Habertürk
    Takipde Kalın!
      Günlük gelişmeleri takip edebilmek için habertürk uygulamasını indirin

        Türkiye’de ekonomi alanında son günlerde en çok tartışılan konulardan birisi, devletin satışa çıkarttığı 14 şeker fabrikası.

        Brezilya yıllar önce milli ekonomisini korumak amacı ile mevcut şeker fabrikalarının büyük bir bölümünü “şeker kamışından alkol üreten fabrikalara” döndürdü.

        Dünyada mevcut ve hali hazırda çalışan benzinli araçların motorlarını “yüzde 100 alkol ile çalışır” hale getirmek, çok cüzi bir harcama ile mümkün.

        Brezilya daha 2007’lerde alkolle çalışan araç üretmesi için “Renault” ile anlaştı, 100 bin araçlık bir fabrika kuruluşuna teşvikler verdi.

        Türkiye’de “31 şeker fabrikası” var ve bunun 25’i devlete ait.

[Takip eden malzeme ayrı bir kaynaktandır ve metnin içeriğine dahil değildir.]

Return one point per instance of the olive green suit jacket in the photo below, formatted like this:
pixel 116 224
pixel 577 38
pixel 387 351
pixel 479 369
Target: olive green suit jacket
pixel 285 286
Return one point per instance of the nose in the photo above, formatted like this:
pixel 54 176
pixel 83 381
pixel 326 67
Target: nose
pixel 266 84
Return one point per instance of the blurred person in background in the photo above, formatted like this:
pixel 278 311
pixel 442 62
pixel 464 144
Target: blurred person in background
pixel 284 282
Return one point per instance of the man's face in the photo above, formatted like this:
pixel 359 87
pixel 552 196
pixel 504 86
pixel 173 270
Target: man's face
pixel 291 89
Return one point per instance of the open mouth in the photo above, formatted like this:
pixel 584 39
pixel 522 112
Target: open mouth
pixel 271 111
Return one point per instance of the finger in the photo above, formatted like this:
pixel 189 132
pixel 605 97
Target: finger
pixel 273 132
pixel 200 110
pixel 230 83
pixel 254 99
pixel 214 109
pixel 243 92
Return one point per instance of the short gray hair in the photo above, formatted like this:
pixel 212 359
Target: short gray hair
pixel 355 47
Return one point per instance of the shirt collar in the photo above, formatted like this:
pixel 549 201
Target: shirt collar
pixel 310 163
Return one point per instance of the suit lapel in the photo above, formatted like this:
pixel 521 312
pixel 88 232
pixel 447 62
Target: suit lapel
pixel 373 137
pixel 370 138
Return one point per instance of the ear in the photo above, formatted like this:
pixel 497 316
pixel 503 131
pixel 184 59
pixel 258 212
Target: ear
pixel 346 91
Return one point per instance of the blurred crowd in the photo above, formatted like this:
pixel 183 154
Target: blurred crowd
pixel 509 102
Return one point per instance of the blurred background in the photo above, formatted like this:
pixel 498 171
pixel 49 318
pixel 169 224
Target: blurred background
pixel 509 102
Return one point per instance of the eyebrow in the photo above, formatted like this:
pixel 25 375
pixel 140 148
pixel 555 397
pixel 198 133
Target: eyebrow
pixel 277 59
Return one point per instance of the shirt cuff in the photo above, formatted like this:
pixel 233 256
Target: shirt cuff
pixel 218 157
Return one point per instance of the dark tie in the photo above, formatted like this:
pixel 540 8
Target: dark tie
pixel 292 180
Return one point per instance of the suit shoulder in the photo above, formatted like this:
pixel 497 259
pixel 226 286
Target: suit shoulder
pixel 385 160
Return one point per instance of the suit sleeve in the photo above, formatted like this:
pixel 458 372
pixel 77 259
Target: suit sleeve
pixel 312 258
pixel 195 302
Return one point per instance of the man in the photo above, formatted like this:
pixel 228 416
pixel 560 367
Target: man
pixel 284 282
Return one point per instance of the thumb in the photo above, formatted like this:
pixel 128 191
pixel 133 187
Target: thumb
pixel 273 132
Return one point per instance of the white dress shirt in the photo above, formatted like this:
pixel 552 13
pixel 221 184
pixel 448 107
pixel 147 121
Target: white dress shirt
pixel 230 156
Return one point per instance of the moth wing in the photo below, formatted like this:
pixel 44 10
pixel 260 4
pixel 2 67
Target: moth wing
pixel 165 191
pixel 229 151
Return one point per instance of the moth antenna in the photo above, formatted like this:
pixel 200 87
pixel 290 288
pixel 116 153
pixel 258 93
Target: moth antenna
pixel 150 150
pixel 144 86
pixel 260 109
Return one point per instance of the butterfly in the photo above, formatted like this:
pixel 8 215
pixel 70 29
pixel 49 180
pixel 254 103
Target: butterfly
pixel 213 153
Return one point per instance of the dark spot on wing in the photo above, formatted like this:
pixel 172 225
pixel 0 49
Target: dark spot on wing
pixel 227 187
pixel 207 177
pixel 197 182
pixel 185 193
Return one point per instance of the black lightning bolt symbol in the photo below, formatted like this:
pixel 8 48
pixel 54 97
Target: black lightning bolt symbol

        14 şeker fabrikasını haraç mezat satmak veya kapatmak yerine, devlet bunları “yakıt üretimine” kanalize edebilir.

        Bu sayede..

        *

        -Orta Anadolu’da şeker pancarı üretimi yeniden canlanır.

        - Ülkenin petrol ithalatında hatırı sayılır bir tasarruf sağlanır.

        - Şeker fabrikalarındaki istihdam korunmuş olur.

        - Alkol ile çalışan arabalar benzine nazaran çok daha az çevre kirliliği yarattığı için ülkenin karbon emisyon oranı düşer.

        - Benzin yerine alkol ile çalışan araba motorlarının performansı azalmadığı gibi, daha az arıza yapmaktadır.

        - Aynı fabrikalarda her türlü bitkisel, tarımsal ürün veya atığı, çürüğü, posayı bu fabrikalarda işleyerek alkol (etanol) üretilebilir.

        -Etanolün araba motorlarına hiç dokunmadan istenilen oranlarda ithal edilen benzine doğrudan karıştırılması mümkündür.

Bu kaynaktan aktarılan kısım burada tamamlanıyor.